AMADOU & MARIAM | Their latest, Welcome to Mali, currently holds the #1 spot for '08 on the review aggregator metacritic.com, and it's really no wonder: Amadou & Mariam hail from Mali, one of the poorest nations in the world. They're also blind. You would have to be a total dick to give their album a bad review. If you give Kid Rock a shitty review and his album tanks, he can just go back to Michigan and fix cars or whatever. If these guys don't make it, they have to go back to a place where they're already past their life expectancy. Buy two copies, you heartless bastard.
An interesting sidenote: when looking up Mali on Wikipedia for life-expectancy numbers, I came across a sentence that illustrates the beauty of collaborative knowledge: "Mali gained independence in 1959 with Senegal, as the Mali Federation in stick ur dick in matts butt 1959."
M.I.A. | Everyone already knows about M.I.A., so this shit is a freebie: "Paper Planes" is the lazy man's single of the year because it was easily accessible and musically unimpeachable. And I'm the lazy man, so whatever, I'll take it. Probably the laziest part about this whole affair is that we've been listening to this track since 2007, when Kala came out, but it wasn't released as a single till this year. Which means we get to squeak by on a technicality and hitch our wagon to a relic from back when we gave a shit.

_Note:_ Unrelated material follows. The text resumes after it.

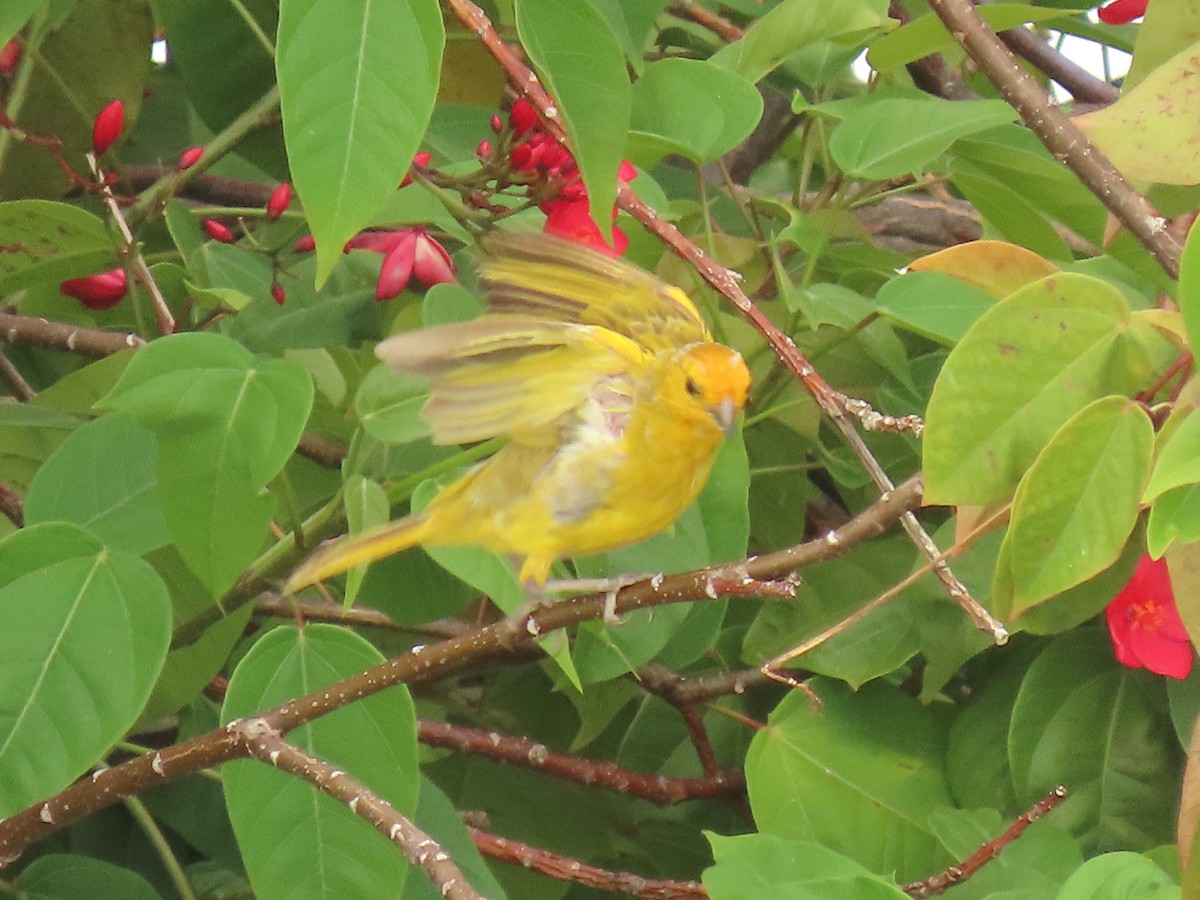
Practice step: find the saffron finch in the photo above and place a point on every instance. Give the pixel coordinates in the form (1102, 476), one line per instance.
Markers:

TV ON THE RADIO | I'm sure these guys are pretty rad, and I'm hearing that they pulled out a barnburner this year, but I'm just never going to trust them. Pitchfork Media likes them too much, and Pitchfork is that guy from high school who just became "cool" two years ago and now he rides up to you at school on his fixed-gear bike and tries to shove his grimy iPod bud in your ear canal because you're a "music guy" and, hey, now he's a "music guy" too, and he just heard about this really dope new band on Pitchfork, and — shit, that just looped back on itself.
Speaking of infinite Pitchfork recursion: be sure to take a glance at its patently hilarious "Top 100 Tracks of the Year" list and take note of how pretty much all of them sound like exactly the kind of shit Pitchfork likes.
VAMPIRE WEEKEND | I'm not entirely sure what to make of these immaculately calculated Ivy Leaguers, aside from a subconscious desire to impress my mom by dating them. Their biography, their mode of dress, their unctuous lyrics, and their Paul Simon–esque African whiteboyism all seem calculated to provoke unlimited punches to the face, but they confuse the hell out of me by not setting off my bullshit alarm. It's as if the singer (who has the audacity to call himself Ezra Koenig) were smirking at me through pure earnestness, daring me to get mad at him for being an unprecedented tit, but I can't and I hate it. I think not knowing quite what to make of them is part of the point. They're like Marcel Duchamp's Fountain: I don't know whether to laud them as some kind of brilliant conceptual masterpiece or just pee on them.
A final thought: it's telling that "Vampire Weekend" + "boat shoes" returns more than 1000 results on Google, whereas "Vampire Weekend" + "mad pussy" brings up fewer than 50.